Autism changes the way you measure progress. It’s near impossible to compare your child with a “neurotypical” kid. If you try, you’re just going to see the ways in which your child falls short and that’s a disservice to you as a parent and your child as a person. So, normal progress charts are thrown out. Your victories are small and hard fought and usually short-lived, but when it happens, when that one thing you’ve been working on finally clicks, goodness does it feel amazing.

We’ve lived together as a family for almost a year and it feels like no time at all until I think about the boys last summer and the tiny changes we’ve made. Things that may not seem like much on the big scale, but in our house they were monuments. Little things that make me feel like a good parent, even when my throat is about hoarse from screaming and I’m looking at the dog’s crate as a reasonable timeout zone.

Charlie eats vegetables now. Before, if it was green, it wasn’t eaten. Now I can make him a salad and he’s happy.
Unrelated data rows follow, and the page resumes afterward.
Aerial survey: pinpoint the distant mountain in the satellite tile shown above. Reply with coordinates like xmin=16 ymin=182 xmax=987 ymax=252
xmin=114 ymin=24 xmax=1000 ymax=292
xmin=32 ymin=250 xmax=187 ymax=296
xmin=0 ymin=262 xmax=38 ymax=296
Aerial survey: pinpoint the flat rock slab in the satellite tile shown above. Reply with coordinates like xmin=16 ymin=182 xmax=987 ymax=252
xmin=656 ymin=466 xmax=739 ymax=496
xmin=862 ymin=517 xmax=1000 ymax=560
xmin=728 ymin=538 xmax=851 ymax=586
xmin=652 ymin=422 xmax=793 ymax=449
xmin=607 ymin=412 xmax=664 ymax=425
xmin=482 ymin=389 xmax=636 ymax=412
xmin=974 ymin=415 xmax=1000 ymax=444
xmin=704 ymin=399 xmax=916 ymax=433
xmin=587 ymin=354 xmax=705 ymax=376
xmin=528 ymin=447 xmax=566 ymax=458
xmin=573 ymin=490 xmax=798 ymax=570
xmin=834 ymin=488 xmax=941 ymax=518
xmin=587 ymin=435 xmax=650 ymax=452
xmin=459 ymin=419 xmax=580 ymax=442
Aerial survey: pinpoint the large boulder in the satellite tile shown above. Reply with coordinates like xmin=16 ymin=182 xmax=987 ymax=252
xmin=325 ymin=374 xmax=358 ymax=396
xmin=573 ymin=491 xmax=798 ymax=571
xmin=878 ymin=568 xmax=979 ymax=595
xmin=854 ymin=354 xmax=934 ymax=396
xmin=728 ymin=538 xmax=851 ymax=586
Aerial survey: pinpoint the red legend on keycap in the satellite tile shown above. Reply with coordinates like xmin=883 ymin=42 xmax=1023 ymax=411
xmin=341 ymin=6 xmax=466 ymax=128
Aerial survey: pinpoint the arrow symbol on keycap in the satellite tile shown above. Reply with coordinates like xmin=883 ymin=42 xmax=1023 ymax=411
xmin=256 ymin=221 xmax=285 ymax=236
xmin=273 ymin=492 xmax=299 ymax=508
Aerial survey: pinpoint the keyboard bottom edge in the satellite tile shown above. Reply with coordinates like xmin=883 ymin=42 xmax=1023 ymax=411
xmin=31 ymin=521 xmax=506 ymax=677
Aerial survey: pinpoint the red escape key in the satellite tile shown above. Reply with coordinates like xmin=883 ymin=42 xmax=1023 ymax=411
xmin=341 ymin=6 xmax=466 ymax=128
Right now he’s tearing up some baby carrots. 10 months ago, those would sit on the plate all night. But I’ve seen him finish carrots before his chips. It warms my tiny, food group loving heart.

Cal asks questions! Without running away! Most of the time! He used to never ask for something directly – he’d come in to the living room and the conversation would go basically like this:

Cal: Was I being good today?
Me: Yep!
Cal: Well, I was being good…
Me: Yes, you’ve been good Cal
Cal: Ummmm, does Charlie want something?
Me: I don’t think so. Do you want something Cal?
Cal: Oh, no, no, I’m fine, don’t worry about me
Me: Cal, what do you want?
Cal: mumblemumblemumble::run away
Me: Get back here! Cal! Tell me what you want, use your words!
Cal: Maybe, maybe I might like a mumblemumble
Me: Caaaalllll, what. do. you. want.
Cal: Maybe a sandwich? ::run away::

It was so frustrating. One, because I’m not a mind reader, so I didn’t know what he wanted and if I suggested the wrong thing he’d look crushed and go hide. Second, because I worried that if he couldn’t ask for things in his home with his family, I know he isn’t asking for things he needs at school. That’s unacceptable to me. So, I would make him ask me for what he wanted, clearly, without running away. He came up to me earlier this evening and said “Are you going to be making me dinner now? I’m starving!” So, while we’re still refining how to ask for things nicely and using our manners, I don’t worry that he’s not going to be able to get what he needs for fear of asking.

So, little things — eating veggies, asking questions — things I never had an issue doing. I think of how it was last summer and I can see we’re getting somewhere. It gives me fuel to get through the day and the strength to start in on improving a new behavior. I’ve got big plans for these boys, plans that involve them having happy, full lives and sometimes I think I might just get them there.